Biographical/historical note

David Stathem Weaver was born on June 19, 1896, and died on November 12, 1966. Weaver served as an agricultural leader and educator throughout North Carolina from 1923 to 1966. He devoted much of his professional energies to the "relief of human drudgery" and to improve the rural family standard through the employment of mechanization, electricity and chemistry. His concern also extended to the waste of our natural resources and he was active in soil and water conservation and other agricultural programs whose aims were to promote this interest.

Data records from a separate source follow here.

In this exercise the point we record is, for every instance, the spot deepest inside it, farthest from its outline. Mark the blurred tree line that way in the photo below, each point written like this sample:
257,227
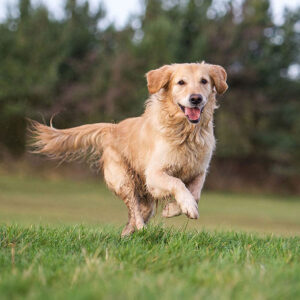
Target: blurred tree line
88,73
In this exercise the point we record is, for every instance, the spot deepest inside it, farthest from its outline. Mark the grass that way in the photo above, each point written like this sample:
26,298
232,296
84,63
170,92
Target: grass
45,254
82,262
31,200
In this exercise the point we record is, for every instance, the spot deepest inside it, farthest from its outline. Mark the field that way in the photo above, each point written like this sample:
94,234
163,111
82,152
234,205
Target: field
60,239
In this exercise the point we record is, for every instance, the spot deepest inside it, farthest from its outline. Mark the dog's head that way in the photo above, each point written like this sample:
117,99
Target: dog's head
189,86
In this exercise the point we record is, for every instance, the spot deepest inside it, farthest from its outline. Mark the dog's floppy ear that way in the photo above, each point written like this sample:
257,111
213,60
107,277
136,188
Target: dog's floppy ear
158,78
219,77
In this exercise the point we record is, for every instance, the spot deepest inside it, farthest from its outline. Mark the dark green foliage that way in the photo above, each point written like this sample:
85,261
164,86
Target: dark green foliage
89,74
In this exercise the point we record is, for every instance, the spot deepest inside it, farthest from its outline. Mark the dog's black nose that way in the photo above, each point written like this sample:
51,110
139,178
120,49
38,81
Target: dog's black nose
195,99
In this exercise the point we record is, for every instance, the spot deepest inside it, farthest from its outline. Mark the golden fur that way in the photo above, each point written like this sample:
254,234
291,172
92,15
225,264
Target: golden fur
157,155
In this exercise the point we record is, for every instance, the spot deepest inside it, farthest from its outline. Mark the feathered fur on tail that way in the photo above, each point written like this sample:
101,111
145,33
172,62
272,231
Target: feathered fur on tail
70,144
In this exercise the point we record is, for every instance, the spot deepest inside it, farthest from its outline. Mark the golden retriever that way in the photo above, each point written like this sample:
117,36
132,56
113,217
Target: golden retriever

After serving in World War I, he graduated from Ohio State University in 1920 with a B.S. in Agriculture. From 1920 to 1923, he was an assistant professor of agricultural engineering at Mississippi A&M College. In 1923, Weaver began teaching at the North Carolina State College of Agriculture and Engineering (later North Carolina State University) where, in 1925, he received his master's degree in agricultural engineering. Weaver remained on the faculty and became a professor in 1936.

In the early 1930s, Weaver conducted the North Carolina Rural Electrification Survey, which was the forebear of the 1935 North Carolina Rural Electrification Act. The survey played an important role in convincing President Roosevelt and Congress that rural people wanted electricity. This directly led to the establishment of the Rural Electrification Administration (REA). From 1936 to 1937, Weaver was the principal engineer for the REA in Washington, D.C. where he continued work that he had already begun in North Carolina, and completed the first statewide electrification surveys. In an era when electricity's primary use was for illumination, he was interested in expanding its use to farm mechanization with the goal of improving farm productivity and efficiency as well as the farmers' quality of life. Weaver often remarked that electricity was the cheapest labor the farmer could employ. His work in this area led to his being called the "father of rural electrification in North Carolina" because his pioneering work had a major influence on both national and state programs in Rural Electrification.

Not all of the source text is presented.